Le relazioni tra Israele e il governo di Joe Biden hanno toccato il punto più basso dall’inizio della guerra nella Striscia di Gaza, dopo che il 25 marzo gli Stati Uniti si sono astenuti in un voto del Consiglio di sicurezza delle Nazioni Unite che chiedeva un cessate il fuoco immediato a Gaza. L’ufficio del primo ministro israeliano Benjamin Netanyahu si è scagliato contro Washington dopo la decisione di non usare il suo potere di veto, affermando che la mossa è un “chiaro arretramento rispetto alla posizione coerente degli Stati Uniti” e che “dà speranza ad Hamas”, nel momento in cui sono in corso i negoziati a Doha, in Qatar, per raggiungere un accordo sugli ostaggi.
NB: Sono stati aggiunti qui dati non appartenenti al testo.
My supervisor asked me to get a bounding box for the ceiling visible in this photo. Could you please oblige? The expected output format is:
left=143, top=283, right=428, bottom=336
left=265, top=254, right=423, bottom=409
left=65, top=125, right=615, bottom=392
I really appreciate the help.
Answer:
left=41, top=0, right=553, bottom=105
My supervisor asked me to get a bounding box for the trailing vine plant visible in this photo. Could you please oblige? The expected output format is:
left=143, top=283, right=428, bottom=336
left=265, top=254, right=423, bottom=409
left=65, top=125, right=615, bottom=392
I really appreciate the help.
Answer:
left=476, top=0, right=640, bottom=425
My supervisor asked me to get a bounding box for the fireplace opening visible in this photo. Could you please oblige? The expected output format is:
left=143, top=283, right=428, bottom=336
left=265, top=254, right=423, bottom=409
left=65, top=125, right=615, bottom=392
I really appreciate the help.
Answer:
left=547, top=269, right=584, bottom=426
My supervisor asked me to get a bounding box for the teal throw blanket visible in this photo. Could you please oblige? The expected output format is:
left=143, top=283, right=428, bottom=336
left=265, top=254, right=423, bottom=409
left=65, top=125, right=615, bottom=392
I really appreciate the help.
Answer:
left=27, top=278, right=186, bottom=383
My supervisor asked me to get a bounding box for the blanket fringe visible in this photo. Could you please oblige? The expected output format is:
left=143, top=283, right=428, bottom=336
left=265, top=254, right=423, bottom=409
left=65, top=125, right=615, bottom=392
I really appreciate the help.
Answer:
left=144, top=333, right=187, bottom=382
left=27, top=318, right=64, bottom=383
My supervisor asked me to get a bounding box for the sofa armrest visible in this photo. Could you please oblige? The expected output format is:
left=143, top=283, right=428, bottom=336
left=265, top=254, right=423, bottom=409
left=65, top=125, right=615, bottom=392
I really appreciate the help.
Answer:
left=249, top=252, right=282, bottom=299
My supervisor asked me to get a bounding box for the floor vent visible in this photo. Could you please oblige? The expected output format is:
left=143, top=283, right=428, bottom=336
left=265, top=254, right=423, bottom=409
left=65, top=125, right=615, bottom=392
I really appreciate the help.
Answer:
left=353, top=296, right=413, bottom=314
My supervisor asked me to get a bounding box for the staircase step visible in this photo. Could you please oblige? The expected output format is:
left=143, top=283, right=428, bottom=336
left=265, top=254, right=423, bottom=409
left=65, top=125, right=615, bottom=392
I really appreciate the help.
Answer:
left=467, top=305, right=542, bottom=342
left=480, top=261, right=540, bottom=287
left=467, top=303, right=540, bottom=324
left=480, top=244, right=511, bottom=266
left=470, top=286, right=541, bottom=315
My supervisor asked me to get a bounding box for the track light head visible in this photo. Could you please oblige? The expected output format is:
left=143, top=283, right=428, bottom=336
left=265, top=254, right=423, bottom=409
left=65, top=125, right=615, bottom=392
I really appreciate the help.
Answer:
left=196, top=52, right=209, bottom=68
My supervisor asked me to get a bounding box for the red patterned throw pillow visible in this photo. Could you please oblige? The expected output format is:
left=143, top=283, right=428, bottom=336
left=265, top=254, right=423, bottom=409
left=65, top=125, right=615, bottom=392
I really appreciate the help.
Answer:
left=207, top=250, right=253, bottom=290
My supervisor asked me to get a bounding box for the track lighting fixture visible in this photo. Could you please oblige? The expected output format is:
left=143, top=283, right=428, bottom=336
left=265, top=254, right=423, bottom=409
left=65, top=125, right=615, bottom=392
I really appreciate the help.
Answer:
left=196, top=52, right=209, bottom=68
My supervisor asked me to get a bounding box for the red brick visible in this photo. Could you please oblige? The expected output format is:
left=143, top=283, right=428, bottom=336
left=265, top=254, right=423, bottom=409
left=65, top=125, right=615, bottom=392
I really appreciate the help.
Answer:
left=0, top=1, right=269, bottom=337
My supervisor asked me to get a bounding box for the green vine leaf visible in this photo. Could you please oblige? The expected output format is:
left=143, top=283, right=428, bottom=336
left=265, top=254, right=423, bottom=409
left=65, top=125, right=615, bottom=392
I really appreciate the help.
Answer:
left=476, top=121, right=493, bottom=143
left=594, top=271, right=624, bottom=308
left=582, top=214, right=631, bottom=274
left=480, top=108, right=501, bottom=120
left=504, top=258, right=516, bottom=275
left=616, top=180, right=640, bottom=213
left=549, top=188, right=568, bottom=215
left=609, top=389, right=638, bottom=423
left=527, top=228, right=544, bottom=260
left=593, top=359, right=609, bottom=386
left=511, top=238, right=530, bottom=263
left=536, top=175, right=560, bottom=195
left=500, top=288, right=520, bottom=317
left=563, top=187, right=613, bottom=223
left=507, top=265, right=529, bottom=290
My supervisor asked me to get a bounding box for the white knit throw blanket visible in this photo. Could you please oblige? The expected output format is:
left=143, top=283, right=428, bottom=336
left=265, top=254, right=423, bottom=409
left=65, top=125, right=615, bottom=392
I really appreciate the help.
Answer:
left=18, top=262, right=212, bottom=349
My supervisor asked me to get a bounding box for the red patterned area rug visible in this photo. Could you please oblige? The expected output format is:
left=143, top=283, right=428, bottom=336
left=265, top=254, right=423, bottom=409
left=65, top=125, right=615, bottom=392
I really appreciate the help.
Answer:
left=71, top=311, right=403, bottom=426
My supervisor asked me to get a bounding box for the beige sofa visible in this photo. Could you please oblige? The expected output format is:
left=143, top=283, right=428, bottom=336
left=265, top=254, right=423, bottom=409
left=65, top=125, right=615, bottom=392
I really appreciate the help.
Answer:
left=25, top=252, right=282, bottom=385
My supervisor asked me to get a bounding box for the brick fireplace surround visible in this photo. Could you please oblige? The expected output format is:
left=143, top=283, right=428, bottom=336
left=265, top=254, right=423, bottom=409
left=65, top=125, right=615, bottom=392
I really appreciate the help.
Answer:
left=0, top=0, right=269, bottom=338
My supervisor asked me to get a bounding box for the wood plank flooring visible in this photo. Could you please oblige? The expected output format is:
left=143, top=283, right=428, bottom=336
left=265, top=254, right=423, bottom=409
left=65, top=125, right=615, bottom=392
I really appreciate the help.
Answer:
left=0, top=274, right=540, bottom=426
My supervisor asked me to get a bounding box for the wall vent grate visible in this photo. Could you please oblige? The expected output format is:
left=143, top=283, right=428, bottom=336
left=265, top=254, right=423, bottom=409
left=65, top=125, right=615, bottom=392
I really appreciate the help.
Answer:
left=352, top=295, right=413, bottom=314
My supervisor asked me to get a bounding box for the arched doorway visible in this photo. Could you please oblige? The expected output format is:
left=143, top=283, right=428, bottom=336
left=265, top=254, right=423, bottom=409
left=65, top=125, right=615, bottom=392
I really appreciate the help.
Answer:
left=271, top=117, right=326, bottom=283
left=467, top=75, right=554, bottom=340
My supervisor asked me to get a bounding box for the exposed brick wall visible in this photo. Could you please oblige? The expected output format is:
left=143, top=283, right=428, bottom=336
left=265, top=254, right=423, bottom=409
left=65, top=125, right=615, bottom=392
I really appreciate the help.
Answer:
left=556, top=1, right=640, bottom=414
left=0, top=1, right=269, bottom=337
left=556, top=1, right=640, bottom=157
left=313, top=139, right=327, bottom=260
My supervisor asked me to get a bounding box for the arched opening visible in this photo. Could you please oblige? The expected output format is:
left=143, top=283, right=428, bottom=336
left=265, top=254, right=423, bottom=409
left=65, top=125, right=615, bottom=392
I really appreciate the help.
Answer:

Gli Stati Uniti avevano segnalato che avrebbero sostenuto una risoluzione non vincolante per un “cessate il fuoco immediato” durante il mese sacro musulmano del Ramadan. Il testo chiede ad Hamas di liberare gli ostaggi, ma non collega direttamente la loro sorte a una tregua. Subito dopo l’approvazione della risoluzione, Netanyahu ha annullato la visita a Wash­ington di una delegazione israeliana che doveva discutere l’imminente invasione di terra a Rafah, nel sud della Striscia.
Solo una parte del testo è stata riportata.